As a (recommended) option, provide examples whenever possible, and reiterate important, overarching instructions and expectations.
What is not an option, however, is to use the first iteration of your prompt as a draft, which you should test and improve, keeping in mind that the products of AI are, ironically, not entirely predictable. Chatbots being chatbots, a back-forth with them will also allow you to refine their products, even once prompts seem stable.
"Human thinking should not only come before, but also after AI sends its probabilistic net into an ocean of text".
It is important to note that this 6A process does not describe how prompts should be written, but the thinking that should happen before writing prompts.

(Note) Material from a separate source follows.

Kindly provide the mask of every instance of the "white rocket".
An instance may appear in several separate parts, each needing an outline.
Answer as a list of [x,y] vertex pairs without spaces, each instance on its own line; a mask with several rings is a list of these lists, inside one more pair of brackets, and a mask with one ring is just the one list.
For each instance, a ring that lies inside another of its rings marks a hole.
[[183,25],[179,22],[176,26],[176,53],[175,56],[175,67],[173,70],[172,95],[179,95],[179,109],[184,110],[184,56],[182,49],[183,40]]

Likewise, proper human thinking should not only come before, but also after AI sends its probabilistic net into an ocean of text. Here, thinking outside the bots means adhering to the following cartesian, “guilty until proven innocent” principles of critical computational thinking, or archi-critical intelligence:
We should assume that AI products are doubtful until proven otherwise and corroborated. Facts and references risk being made up, inaccurately interpreted, or biased, e.g. painting a partial picture.
PROOF OF ORIGIN
We should assume that students’ work are AI products, unless they can demonstrate their process and thinking, including in the use of AI.
NEED TO LEARN
We should assume that students will have to use AI intelligently in the future, and that they won't be able to do so unless we teach them how. Which means that we need to teach ourselves and each other first.
We should assume that AI products are only starting points that can always be improved upon by human intelligence.
Prompt design and output evaluation ensure human thinking takes place before and after AI processes. Doing so, they ensure that we keep thinking outside the bots and use them to enhance, rather than to replace, our ability to understand the world and each other. It can, of course, not be stressed enough how important and urgent it is to ensure that these principles be followed, and that these skills be taught in our schools.